Che cos’è la tempesta emotiva?
Qualche anno fa destò scalpore la sentenza con cui la Corte d’assise d’appello di Bologna [5] riconobbe a un omicida le attenuanti generiche per aver commesso il fatto in preda a una “tempesta emotiva e passionale” scaturita da un violento litigio con la vittima.
Questa decisione è stata poi annullata dalla Corte di Cassazione [6], sulla scorta appunto dell’irrilevanza degli stati emotivi e passionali non accompagnati da una comprovata alterazione psichica, cioè da una patologia vera e propria.
Cosa sono i motivi abietti e futili?
Secondo la legge [7], la pena va aumentata quando il responsabile ha agito per “motivi abietti o futili”.
Sono “abiette” le ragioni che inducono a commettere un crimine per pura malvagità. Si pensi a chi voglia sfigurare il viso di una persona solo per impedirle di mostrarsi in pubblico.

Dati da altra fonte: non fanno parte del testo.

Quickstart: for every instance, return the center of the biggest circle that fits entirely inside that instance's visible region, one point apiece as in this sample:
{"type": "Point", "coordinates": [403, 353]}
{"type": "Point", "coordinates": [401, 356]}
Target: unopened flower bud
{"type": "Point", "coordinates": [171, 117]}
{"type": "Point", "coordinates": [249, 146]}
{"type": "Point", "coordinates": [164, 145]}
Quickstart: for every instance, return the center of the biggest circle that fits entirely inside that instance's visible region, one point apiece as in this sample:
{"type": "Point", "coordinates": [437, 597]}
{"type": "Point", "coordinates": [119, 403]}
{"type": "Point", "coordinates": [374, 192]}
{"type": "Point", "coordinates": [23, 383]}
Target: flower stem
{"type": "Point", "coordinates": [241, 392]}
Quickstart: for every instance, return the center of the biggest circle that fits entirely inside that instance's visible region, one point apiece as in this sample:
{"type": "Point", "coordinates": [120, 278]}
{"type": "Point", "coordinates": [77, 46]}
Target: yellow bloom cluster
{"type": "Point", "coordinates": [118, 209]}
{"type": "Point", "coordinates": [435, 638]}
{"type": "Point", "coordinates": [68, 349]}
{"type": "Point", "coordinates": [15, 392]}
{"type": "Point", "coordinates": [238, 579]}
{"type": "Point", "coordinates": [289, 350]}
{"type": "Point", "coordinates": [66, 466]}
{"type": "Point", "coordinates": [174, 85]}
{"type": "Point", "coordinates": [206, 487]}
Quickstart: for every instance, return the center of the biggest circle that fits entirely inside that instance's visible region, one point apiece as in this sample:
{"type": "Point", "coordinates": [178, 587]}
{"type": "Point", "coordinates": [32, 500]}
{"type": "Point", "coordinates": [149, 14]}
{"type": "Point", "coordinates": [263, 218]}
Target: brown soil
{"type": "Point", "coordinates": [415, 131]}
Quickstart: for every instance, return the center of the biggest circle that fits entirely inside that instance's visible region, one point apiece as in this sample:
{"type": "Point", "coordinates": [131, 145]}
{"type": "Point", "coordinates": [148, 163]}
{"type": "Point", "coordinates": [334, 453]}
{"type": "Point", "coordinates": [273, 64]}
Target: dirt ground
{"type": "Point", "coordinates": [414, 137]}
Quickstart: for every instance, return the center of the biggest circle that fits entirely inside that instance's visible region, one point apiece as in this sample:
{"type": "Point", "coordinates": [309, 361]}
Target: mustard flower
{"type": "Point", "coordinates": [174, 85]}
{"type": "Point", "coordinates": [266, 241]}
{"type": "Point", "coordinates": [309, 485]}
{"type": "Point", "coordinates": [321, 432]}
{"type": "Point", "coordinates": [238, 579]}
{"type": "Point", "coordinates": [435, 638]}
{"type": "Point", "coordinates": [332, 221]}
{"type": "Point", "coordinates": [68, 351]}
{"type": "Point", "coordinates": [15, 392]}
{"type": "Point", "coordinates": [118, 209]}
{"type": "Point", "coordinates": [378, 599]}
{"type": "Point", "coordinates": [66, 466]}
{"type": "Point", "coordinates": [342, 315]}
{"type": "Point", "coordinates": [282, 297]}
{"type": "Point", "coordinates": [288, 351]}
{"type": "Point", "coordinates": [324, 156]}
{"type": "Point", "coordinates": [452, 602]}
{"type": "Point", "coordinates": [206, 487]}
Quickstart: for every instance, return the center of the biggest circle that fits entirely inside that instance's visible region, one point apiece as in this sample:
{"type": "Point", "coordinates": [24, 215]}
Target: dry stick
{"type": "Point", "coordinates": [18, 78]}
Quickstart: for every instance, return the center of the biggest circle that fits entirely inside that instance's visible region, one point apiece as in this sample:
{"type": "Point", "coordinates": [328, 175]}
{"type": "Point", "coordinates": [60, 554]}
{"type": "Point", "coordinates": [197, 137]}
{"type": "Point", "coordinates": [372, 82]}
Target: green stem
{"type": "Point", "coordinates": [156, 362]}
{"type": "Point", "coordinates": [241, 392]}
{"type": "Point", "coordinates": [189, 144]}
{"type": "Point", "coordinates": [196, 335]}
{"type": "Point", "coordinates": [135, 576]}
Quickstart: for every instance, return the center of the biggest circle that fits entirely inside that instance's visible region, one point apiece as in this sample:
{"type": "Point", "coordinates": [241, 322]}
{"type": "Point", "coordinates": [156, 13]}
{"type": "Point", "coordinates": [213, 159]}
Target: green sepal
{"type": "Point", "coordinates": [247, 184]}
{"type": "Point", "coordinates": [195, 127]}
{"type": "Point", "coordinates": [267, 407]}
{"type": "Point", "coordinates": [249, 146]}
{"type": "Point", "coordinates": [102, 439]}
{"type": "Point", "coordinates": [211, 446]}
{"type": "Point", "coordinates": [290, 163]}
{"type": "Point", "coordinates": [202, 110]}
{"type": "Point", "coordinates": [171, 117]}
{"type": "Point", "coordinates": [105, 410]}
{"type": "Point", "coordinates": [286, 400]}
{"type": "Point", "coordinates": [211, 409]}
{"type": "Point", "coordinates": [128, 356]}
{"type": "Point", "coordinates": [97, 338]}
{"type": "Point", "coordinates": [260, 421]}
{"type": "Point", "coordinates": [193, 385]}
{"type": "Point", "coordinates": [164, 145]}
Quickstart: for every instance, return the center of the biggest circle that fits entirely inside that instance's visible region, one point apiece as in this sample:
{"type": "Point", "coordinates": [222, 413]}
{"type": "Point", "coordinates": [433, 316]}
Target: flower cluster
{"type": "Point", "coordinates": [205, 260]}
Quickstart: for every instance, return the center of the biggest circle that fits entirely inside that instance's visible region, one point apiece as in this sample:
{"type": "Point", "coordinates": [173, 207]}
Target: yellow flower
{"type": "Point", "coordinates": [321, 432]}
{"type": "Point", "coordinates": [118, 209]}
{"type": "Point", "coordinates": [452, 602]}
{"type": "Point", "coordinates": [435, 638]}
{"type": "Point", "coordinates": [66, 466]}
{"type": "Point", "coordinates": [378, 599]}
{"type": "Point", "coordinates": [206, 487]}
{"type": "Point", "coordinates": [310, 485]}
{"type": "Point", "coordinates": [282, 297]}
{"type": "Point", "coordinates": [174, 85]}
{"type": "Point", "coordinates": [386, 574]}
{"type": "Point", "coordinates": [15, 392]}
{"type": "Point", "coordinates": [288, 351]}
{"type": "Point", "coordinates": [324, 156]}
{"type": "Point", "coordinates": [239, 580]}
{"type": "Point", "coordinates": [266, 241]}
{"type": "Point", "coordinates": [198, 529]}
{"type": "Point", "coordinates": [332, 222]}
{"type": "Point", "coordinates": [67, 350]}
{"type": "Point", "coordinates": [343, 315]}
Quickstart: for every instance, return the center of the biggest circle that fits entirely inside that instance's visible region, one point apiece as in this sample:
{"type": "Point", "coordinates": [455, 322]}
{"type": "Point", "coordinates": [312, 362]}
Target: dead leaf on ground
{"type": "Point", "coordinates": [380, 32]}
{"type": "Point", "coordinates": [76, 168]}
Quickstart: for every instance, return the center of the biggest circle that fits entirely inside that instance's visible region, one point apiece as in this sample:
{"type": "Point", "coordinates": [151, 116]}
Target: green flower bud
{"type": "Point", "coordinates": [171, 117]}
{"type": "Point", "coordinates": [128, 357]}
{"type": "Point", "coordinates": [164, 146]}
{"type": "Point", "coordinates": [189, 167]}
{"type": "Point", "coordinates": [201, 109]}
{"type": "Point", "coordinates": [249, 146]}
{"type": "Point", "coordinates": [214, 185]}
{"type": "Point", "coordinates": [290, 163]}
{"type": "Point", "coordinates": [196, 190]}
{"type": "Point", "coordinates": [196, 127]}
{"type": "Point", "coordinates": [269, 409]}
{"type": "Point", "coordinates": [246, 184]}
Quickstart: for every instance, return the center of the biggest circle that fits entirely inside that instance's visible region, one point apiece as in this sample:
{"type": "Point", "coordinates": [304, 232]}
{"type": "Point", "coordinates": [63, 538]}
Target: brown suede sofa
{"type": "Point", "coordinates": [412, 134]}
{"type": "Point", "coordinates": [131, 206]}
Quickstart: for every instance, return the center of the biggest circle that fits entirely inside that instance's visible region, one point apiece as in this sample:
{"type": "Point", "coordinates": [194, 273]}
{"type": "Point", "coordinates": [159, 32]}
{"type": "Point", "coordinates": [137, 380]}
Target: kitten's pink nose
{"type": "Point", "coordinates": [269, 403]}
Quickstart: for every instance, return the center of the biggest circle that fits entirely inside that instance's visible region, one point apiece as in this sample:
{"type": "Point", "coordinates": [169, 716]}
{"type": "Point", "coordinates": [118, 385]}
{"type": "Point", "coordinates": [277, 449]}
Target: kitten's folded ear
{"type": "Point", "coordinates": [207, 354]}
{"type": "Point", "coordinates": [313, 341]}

Sono “futili” i motivi che non costituiscono un motivo valido per agire, rappresentando più che altro un pretesto per poter scatenare la propria intenzione criminosa.
È il classico caso della gelosia. Secondo la Cassazione [8], la gelosia può ben integrare una spinta a delinquere futile in relazione al delitto di omicidio e, per estensione, a qualsiasi altro tipo di aggressione violenta perpetrata nei confronti della vittima.
In questo senso, è d’accordo anche la recente sentenza citata in apertura. Vediamo perché.
Cosa rischia chi reagisce con violenza per gelosia?
Secondo la sentenza della Corte di Cassazione menzionata in premessa, scatta l’aggravante dei futili motivi a carico di chi picchia una persona per gelosia.
Nel caso di specie, l’aggravante è toccata al marito che aveva messo le mani addosso all’uomo che aveva rivolto degli apprezzamenti alla moglie.
La conseguenza non è soltanto l’aumento della pena ma anche l’esclusione dell’applicabilità della speciale tenuità del fatto che, in teoria, consentirebbe di “perdonare” l’autore di un reato quando si tratta di una condotta lieve, occasionale ed estemporanea.
Nelle motivazioni si legge infatti che “in tema di circostanze, la gelosia può integrare l’aggravante dei motivi abietti o futili, quando sia connotata non solo dall’abnormità dello stimolo possessivo verso la vittima o un terzo che appaia ad essa legata, ma anche nei casi in cui sia espressione di spirito punitivo, innescato da reazioni emotive aberranti a comportamenti della vittima percepiti dall’agente come atti di insubordinazione”.
Chi reagisce con violenza agli apprezzamenti rivolti alla propria moglie rischia pertanto una condanna la cui entità è aumentata per via del ricorrere dell’aggravante dei futili motivi.